A new study led by Loma Linda University Health researcher reveals a concerning trend in cardiovascular disease (CVD) deaths associated with substance use, with an annual 4% increase from 1999 to 2019, despite an overall decline in CVD mortality during the same period. The findings, published today in the Journal of the American Heart Association, underscore the urgent need for targeted preventive measures, especially among high-risk populations.
The research, conducted by cardiologist and associate professor of medicine at Dmitry Abramov, MD, analyzed data from the Centers for Disease Control and Prevention’s Wide-Ranging Online Data for Epidemiologic Research (WONDER) database.
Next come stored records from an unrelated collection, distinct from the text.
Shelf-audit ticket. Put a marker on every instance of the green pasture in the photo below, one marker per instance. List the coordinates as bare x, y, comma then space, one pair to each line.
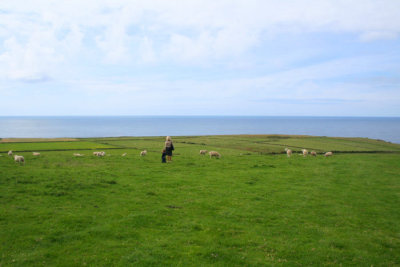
252, 207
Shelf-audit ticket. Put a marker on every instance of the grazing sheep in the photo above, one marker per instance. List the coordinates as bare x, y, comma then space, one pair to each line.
288, 152
19, 159
214, 154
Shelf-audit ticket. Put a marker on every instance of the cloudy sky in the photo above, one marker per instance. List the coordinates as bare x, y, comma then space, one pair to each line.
200, 57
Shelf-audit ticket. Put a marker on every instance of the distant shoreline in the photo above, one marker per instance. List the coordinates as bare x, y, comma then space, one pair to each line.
380, 128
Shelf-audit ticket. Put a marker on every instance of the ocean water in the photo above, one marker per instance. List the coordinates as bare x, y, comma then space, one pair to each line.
387, 129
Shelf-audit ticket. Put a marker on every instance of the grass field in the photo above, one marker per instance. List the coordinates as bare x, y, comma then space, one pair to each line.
252, 207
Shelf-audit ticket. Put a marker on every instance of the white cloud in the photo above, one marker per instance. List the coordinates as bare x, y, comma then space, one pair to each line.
189, 30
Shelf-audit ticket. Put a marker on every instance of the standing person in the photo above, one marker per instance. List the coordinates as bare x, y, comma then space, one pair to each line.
168, 148
163, 156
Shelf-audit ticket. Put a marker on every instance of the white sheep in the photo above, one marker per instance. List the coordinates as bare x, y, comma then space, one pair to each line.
214, 154
19, 159
288, 152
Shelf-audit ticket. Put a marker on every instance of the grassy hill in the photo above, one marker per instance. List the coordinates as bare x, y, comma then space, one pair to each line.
252, 207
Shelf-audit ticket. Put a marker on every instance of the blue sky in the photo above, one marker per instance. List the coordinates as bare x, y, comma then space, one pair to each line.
219, 57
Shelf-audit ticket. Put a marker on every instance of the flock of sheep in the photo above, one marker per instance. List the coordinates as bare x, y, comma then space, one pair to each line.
21, 159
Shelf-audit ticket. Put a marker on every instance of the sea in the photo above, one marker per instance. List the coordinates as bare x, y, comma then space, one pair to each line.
383, 128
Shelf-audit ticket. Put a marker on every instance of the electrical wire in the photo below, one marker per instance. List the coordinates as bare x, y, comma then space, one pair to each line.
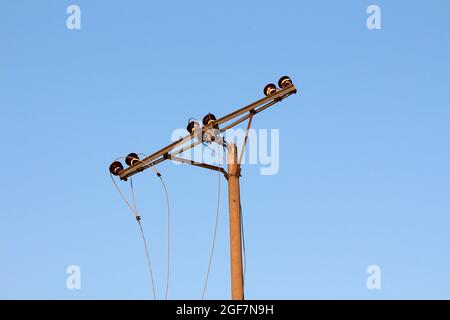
168, 233
158, 174
138, 219
243, 244
214, 238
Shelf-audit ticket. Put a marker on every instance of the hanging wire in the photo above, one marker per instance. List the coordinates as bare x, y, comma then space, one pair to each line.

The study uncovered several alarming trends related to substance use and cardiovascular deaths.
- Alcohol was the most common substance associated CVD deaths, followed by opioids, cocaine, and other illicit drugs.
- Despite an overall drop in CVD deaths between 1999 and 2019, substance use-related CVD deaths increased by 4% annually during this time, accelerating to 6.2% from 2012 to 2019.
- Significant increases were observed among women, American Indian or Alaskan individuals, younger adults (25-59 years), rural residents, and users of cannabis and psychostimulants.
Abramov emphasized the clinical relevance of the results, stating, "The study results were generally consistent with what we see in our clinic while caring for patients with cardiovascular disease, with many patients who are dying of cardiovascular disease also having concomitant substance use."
Between 1999 and 2019, the study identified a staggering 636,572 substance use and CVD-related deaths, with men constituting 75.6% of the cases. Most deaths occurred among non-Hispanic White individuals (70.6%), and 65% were related to alcohol use. Notably, age-adjusted mortality rates per 100,000 population were significantly pronounced in men, American Indian or Alaska Native individuals, nonmetropolitan/rural areas, and alcohol-related cases.
"While the rates of cardiovascular disease mortality related to substance use were higher in men than women, women demonstrated larger increases during the study period," Abramov said. "These sex-based differences, in addition to the differences by race and ethnicity, age, and living in an urban or rural community, require additional research."
Notably, the study highlighted a particularly rapid increase in CVD deaths associated with stimulant use, primarily amphetamines. This emphasizes the need to address emerging risks posed by substances beyond alcohol and opioids.
The limitations, including potential miscoding errors on death certificates and the lack of information on cardiovascular disease risk factors, highlight the need for further research. Abramov calls for additional public health efforts to comprehensively address substance use, including clinician and patient education and attention to socioeconomic factors contributing to substance use.